During the 2015-16 English Premier League soccer season, underdog Leicester City surprised many by capturing the title for the first time ever. But going into the next season, the team struggled. Coaches and managers were challenged to understand why the team was not dominating as it had the year prior.

Soccer is a complex and strategic game, and common statistics rarely tell the full story of how a team succeeds and fails. But working with STATS LLC, a sports data company, and employing machine learning tools and a plethora of data, Leicester City coaches were able to gain more insight into the team’s performance.

“The assumption was they were great offensively, but the data actually showed otherwise. It was actually their defensive prowess that was crucial to their victory,” said Patrick Lucey, chief data scientist at STATS. “Their organized defensive structure allowed them to reduce the quality of their opponents’ chances across the different scoring methods. The data highlighted their disruptive game that made them one of the most difficult teams to attack against.”

Armed with data, Leicester City coaches and managers honed those strengths and refocused the team.

Data is not just for sports teams. Many refer to data as the new oil and there is much talk about how to apply Big Data insights to the enterprise. But many organizations struggle to implement Big Data programs. Looking at how sports teams are using Big Data could provide enterprises insight into how Big Data can help them find their own winning formulas.

The magic in the data

Lucey believes that because data has already disrupted the status quo in sports, businesses can learn a lot from the sports industry when it comes to determining how to leverage Big Data.

For example, by structuring the millions of data points within video footage, STATS can model how athletes react to others on the field by looking at thousands of prior instances as models — giving them the ability to test new plays through machine learning.

“In sports, the data is big, but it’s granular, so that allows us to model specific applications in context,” said Lucey. “It allows teams to answer very specific questions.”

For example, in terms of soccer, given a specific shot, what’s the likelihood the team will score?

“The data can tease it out, then we can come to understand the data we have and find the context that leads to those very specific answers,” said Lucey. “It’s a tremendous time saving tool that also helps teams and coaches do their jobs better.”

Another sports data company, Sportradar, is helping National Football League teams better analyze large data sets with an analytics tool it calls radar360. The web-based, statistical analysis application is currently used by all the NFL teams and by NFL media properties to analyze a combination of in-game statistics, historical stats dating back to 1920 and post-game subjective statistics.

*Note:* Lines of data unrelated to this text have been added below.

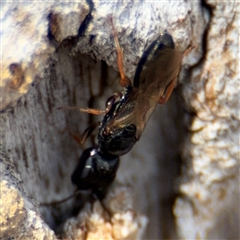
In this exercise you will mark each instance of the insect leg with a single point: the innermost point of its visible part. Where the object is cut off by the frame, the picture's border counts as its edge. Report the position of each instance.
(81, 140)
(167, 93)
(124, 80)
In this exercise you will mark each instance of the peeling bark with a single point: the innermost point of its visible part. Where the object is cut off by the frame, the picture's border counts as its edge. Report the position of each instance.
(55, 54)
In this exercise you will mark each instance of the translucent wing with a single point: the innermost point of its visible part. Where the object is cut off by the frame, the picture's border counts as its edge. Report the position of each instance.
(156, 71)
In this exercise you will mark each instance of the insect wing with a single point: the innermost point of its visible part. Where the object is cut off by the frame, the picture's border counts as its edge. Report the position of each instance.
(155, 77)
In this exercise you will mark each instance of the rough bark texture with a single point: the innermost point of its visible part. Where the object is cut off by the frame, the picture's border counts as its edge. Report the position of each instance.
(51, 58)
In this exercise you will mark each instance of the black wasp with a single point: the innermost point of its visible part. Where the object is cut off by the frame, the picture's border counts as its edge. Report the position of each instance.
(127, 113)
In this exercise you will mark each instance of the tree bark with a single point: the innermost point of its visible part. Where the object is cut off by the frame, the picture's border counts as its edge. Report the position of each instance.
(180, 179)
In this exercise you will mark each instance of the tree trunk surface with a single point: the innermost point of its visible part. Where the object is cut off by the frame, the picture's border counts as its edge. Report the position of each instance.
(181, 179)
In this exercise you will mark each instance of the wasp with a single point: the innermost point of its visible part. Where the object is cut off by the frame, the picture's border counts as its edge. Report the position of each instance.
(127, 113)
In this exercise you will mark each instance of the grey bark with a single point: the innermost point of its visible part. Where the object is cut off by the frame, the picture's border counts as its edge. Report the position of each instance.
(179, 181)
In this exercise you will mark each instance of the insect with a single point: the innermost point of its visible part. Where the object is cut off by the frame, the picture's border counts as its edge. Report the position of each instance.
(127, 113)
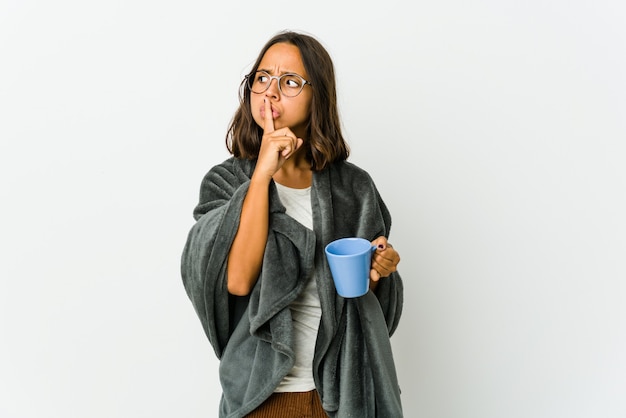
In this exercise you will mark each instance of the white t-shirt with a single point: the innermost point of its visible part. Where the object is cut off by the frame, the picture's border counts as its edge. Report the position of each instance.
(305, 310)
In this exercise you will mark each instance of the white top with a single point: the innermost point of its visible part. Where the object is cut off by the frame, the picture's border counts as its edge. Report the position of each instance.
(305, 310)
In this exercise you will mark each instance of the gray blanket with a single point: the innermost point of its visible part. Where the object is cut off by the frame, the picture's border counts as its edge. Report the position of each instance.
(252, 336)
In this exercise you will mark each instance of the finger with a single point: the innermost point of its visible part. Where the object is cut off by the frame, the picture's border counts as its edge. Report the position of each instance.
(268, 126)
(287, 152)
(374, 275)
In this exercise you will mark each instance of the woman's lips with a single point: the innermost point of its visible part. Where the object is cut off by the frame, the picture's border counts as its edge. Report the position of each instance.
(275, 113)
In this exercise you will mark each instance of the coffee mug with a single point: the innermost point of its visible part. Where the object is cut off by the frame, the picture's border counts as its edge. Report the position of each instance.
(350, 261)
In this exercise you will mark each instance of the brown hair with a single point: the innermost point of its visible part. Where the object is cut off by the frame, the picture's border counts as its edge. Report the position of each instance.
(325, 142)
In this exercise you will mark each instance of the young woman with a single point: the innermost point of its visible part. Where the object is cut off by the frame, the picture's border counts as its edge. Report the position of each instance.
(254, 264)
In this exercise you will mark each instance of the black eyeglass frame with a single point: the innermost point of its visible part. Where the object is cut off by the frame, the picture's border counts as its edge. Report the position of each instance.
(250, 79)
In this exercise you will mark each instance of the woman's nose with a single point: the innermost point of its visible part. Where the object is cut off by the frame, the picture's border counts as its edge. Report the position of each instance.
(273, 90)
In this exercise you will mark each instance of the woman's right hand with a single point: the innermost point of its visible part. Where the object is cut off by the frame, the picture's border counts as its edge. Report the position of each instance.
(276, 146)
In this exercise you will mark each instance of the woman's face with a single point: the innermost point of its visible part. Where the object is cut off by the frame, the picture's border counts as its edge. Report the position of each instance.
(291, 112)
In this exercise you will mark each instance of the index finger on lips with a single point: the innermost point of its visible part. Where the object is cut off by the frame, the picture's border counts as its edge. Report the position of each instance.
(268, 126)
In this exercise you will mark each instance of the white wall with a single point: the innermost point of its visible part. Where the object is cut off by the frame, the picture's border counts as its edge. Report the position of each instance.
(494, 129)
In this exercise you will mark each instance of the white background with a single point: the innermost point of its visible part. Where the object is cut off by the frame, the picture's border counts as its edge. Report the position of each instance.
(494, 130)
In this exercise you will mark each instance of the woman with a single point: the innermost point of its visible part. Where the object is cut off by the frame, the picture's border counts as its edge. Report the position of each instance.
(254, 265)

“It provides NFL teams the capability to slice and dice data using endless combinations of filters and scenarios to very quickly gain deep analysis and insight on their team or on their opponents,” said Ashok Balakrishnan, senior vice president of product management and technology.

Business Big Data challenges

Clearly, businesses are interested in Big Data and the competitive edge it can provide them. Last December, AtScale found that 97% of businesses expect to do “as much or more” with Big Data over the next three months. Two-thirds of the more than 2,550 respondents said they see Big Data as “strategic,” while only 19% said they consider Big Data experimental.

The market is expected to grow rapidly and by 2020, IDC projects revenue from Big Data and analytics to reach more than $203 billion.

Launching an effective Big Data program is not an easy undertaking. Companies often struggle to get enough data to draw reasonable conclusions. But STATS, for example, has collected sports statistics for the last 35 years, so it has had an easier go with its programs because it has all that data at its disposal already.

Even when a company does have enough data, it often remains siloed. “It is difficult to extract meaning or patterns from data as each dataset is categorized differently,” said Adnan Mahmud, CEO of LiveStories.

While datasets are usually formatted similarly (i.e. in Excel) they are often like different languages and need to be translated. Once the datasets are translated into the same “language,” patterns and important insights are illuminated.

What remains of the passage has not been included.